Several possible mechanisms could explain the relationship between gait speed and subsequent risk of HF and other CVD events. First, slow gait speed may reflect the presence of other comorbidities and physical inactivity27,28. However, even after adjustment for various covariates, including physical inactivity, the relationship between gait speed and incident HF was present in this study, and there were no interactions of sex (men and women), age (≥ 50 years and < 50 years), obesity (obese and non-obese), dyslipidemia, or physical activity (active and inactive). Second, slow gait speed is commonly associated with enhanced inflammation and oxidative stress29, which could contribute to the development of HF and CVD30. Third, self-reported gait speed has been reported to be associated with not only objectively measured gait speed, but also physical functions reflecting skeletal muscle function, such as grip strength, leg strength, Short Physical Performance Battery, and 6-min walking distance12,13. Skeletal muscle mass and muscle strength are the main determinants of gait speed31,32,33,34. Decreased skeletal muscle mass leads to decreased cardiac function due to increased ergoreflex35,36. Any of these factors represent potential mechanisms that could explain the results of this study. Further investigations are required to uncover the link between gait speed and the subsequent risk of developing HF and other CVD events.

This study has several clinical implications. CVD is the leading cause of morbidity and mortality in developed countries37,38,39, and primary CVD prevention is an essential factor in reducing the CVD burden. For this purpose, a simple and appropriate risk stratification is warranted for primary CVD prevention. In particular, HF is still increasing in prevalence, and therefore, estimating an individual’s risk of subsequent HF development in the general population is important. Objective gait speed measurement is an established indicator for risk stratification of patients with CVD in secondary CVD prevention settings. However, considering the feasibility in primary prevention for the general population, subjective gait speed assessment represents a better option because self-reported gait speed can easily be obtained using a questionnaire. Self-reported gait speed assessment takes only a few seconds and does not necessitate any laborious procedures or special facilities. Therefore, we believe that subjective gait speed assessment is feasible in a real-world clinical setting and would provide information on the risk of incident HF and CVD.

This study has several limitations. We performed multivariable Cox regression analyses. However, we were unable to eliminate the potential impacts of unmeasured confounders and residual bias. Since the population included in this dataset mainly comprised employed, working-aged people, we acknowledge a selection bias (skewing toward healthy workers), which might limit the generalizability of our findings. Slow gait speed itself could be a sign of latent HF; however, when we analyzed participants with a follow-up period for HF of longer than one year, our primary results did not change. Detailed data on cardiac function (e.g., brain natriuretic peptide level, echocardiographic parameter) were unavailable in our dataset. Although lifestyle modifications or changes may have been undertaken after the health check-up, which could have affected our results, these factors were not considered in the present study.
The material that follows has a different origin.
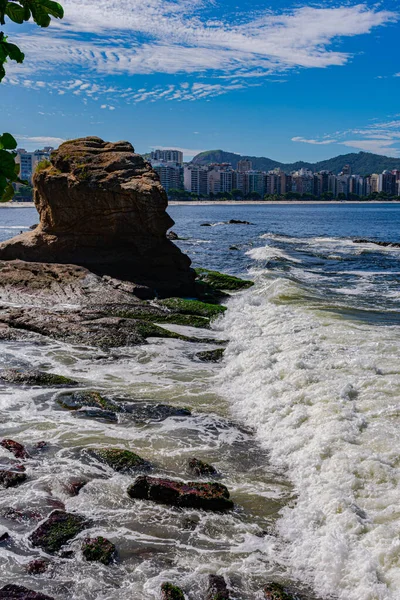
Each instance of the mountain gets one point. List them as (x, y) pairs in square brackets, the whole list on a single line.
[(362, 163)]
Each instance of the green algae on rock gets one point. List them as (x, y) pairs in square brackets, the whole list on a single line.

In conclusion, our comprehensive analyses of a nationwide population-based database demonstrated that subjectively fast gait speed was associated with a lower risk of incident HF and a variety of CVD events among the general population. This suggests potential clinical utility of subjective gait speed assessment in primary CVD prevention settings. Furthermore, the evaluation of gait speed may have the potential to improve predictive ability for future HF and CVD events. This demonstrates the essential role of functional exercise ability in primary CVD prevention.

Transparency declaration

The manuscript’s guarantor (HK) affirms that the manuscript is an honest, accurate, and transparent account of the study being reported; that no important aspects of the study have been omitted; and that any discrepancies from the study as originally planned have been explained.